In West Dummerston, neighbors in the compact neighborhood noticed the influx of newcomers when a neighbor started renting a home on Airbnb, said Beverly Tier.
“This is a quiet little community,” Tier said. “We know who our neighbors are, and when we have Airbnb people come, we don’t know who our neighbors are. There are a lot of children in this neighborhood, so that’s a little bit disconcerting for some people.”
The internet-based service that allows people to rent out their homes is growing in popularity, and Select Board Chairman Zeke Goodband tells Vermont Public Radio that the town is ready to take action amid mounting complaints in West Dummerston.
“The Airbnbs are flying under the radar,” Goodband says. “We just want to get them above ground and have them be subject to the same safety regulations and inspections that other rental properties are subject to.”
The town is preparing to send letters to those who’ve rented a home on Airbnb and ask them to apply for zoning permits with a goal of ensuring that Airbnb homes are subject to the same regulations as other rental properties in the community, Goodband said.
Dummerston isn’t alone.
In March, the town of Hinesburg put out a notice reminding Airbnb hosts that they need local permits.
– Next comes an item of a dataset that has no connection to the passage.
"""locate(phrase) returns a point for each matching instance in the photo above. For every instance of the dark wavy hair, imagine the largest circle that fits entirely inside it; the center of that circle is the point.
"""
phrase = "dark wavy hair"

And in Hartford, a group of residents complained in February about cars driven by Airbnb renters getting stuck in the snow and inadequate parking.
State lawmakers recognized a need to get a handle on the Airbnb scene in Vermont, and they asked a number of state regulatory agencies to weigh in on the issue.
The Legislature also has ordered a second study this year to continue looking at how the state might play a role in the growth of online short-term rentals.
Airbnb, for its part, encourages hosts to check local zoning regulations to make sure rules are being followed to ensure hosts, neighbors and guests are on the same page.
The 3,000 Vermonters who rent their homes via Airbnb earned more than $17 million from 140,000 guests last year, which was an 87 percent boost from 2015. Airbnb said the typical Vermont listing is occupied for 23 nights per year and that the average stay is between two and three nights.